At their first meeting, Cool had said he didn’t know it was illegal to sell Eastern Box Turtles, but messages between Cool and others indicated he did understand it was illegal, Barna said.

Cool said he wanted to cooperate with authorities, but told Barna in August 2020 that his two main buyers had blocked him on Facebook and that he was not going to sell turtles any longer, Barna said.

However, in June, the state Department of Fish and Wildlife Resources got an anonymous tip that Cool was buying turtles again and transporting them out of state in his Chevrolet Tahoe.

In July, the owner of an automotive repair shop in West Virginia where Cool had had his SUV serviced told wildlife authorities they had seen an estimated 100 to 200 eastern box turtles in the vehicle.

The owner said that while employees replaced the water pump on Cool’s SUV, Cool took plastic bins of turtles out of the vehicle, cleaned the turtles, showed them to employees and said he was on his way to Pennsylvania to sell them to a “China man” from Brooklyn who shipped them out of the country, Barna said in his affidavit.

Cool told employees at the shop he was making about two trips a month to Pennsylvania to meet the buyer, Barna said.

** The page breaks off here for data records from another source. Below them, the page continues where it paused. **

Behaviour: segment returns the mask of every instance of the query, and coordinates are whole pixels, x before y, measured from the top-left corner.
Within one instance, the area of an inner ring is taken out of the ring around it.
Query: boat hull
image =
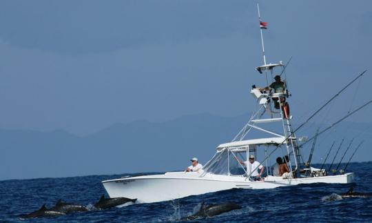
[[[137,199],[140,203],[171,200],[231,188],[267,189],[300,184],[350,184],[352,173],[335,176],[284,180],[269,177],[265,181],[251,182],[242,177],[167,173],[163,175],[120,178],[102,182],[110,197]]]

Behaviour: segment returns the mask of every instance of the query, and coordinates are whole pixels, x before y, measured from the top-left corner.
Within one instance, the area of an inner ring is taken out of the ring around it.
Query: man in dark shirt
[[[280,79],[280,76],[276,75],[274,77],[275,81],[271,83],[269,86],[261,88],[262,90],[271,90],[273,89],[274,93],[285,93],[285,83],[282,81]],[[274,101],[274,106],[275,108],[279,109],[280,108],[280,106],[279,104],[278,97],[273,97],[273,100]],[[285,102],[285,97],[280,97],[280,101],[282,103]]]

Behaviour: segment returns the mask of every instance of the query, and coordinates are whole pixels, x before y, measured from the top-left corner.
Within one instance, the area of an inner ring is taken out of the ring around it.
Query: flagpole
[[[261,15],[260,14],[260,6],[257,3],[257,11],[258,12],[258,21],[260,21],[260,32],[261,33],[261,43],[262,45],[262,55],[264,57],[264,65],[266,65],[266,56],[265,55],[265,45],[263,43],[263,35],[262,29],[261,28]],[[266,76],[266,84],[269,86],[269,79],[267,77],[267,70],[265,70],[265,75]]]
[[[257,3],[257,10],[258,11],[258,20],[261,22],[261,16],[260,14],[260,6]],[[265,46],[263,43],[263,35],[262,29],[260,27],[260,32],[261,32],[261,43],[262,44],[262,54],[264,57],[264,64],[266,65],[266,56],[265,55]]]

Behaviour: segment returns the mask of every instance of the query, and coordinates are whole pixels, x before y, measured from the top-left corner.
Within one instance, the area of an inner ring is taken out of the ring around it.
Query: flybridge
[[[253,148],[256,146],[262,146],[262,145],[279,145],[285,141],[285,137],[271,137],[271,138],[262,138],[262,139],[248,139],[243,141],[235,141],[229,143],[225,143],[219,145],[217,147],[218,151],[220,151],[225,148],[242,148],[245,146],[248,146],[249,148]],[[285,144],[286,142],[285,142]]]

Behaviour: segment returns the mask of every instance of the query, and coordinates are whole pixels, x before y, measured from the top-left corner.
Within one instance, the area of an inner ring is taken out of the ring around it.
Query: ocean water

Using the phone number Cool gave the repair shop, Barna, posing as a turtle seller, texted Cool a photo of eight turtles and asked how much they were worth.

Cool texted back “$80,” then a few days later said he would pay $15 each for adult females, Barna said.

Barna swore out the complaint against Cool Sept. 10. Cool was scheduled for an initial appearance in U.S. District Court in London Thursday.

A Kentucky man was charged in September 2021 with illegally selling turtles. A wildlife officer took this photo of turtles at the man’s house.
A Kentucky man was charged in September 2021 with illegally selling turtles. A wildlife officer took this photo of turtles at the man’s house.

Eastern Box Turtles are not considered endangered on a national level, but some states list them as a species of concern, and Maine considers them endangered, according to the National Wildlife Federation.

Habitat loss and collection for the pet market are factors in the decline of turtle populations, according to the federation.

Eastern Box Turtles are protected from commercial trade in every state in which they naturally occur, but with their colorful markings, they are valued in the pet trade, with China and Taiwan as particular destinations, said Jordan Gray, a biologist with the South Carolina-based Turtle Survival Alliance.

The turtle is increasingly a species of concern for conservationists, Gray said.

Taking turtles from the wild degrades natural heritage and can hurt the viability of particular turtle populations, Gray said.

“They are taking this ecologically valuable animal out of the wild population,” Gray said of traffickers. “You’re significantly increasing that population’s trajectory toward extinction.”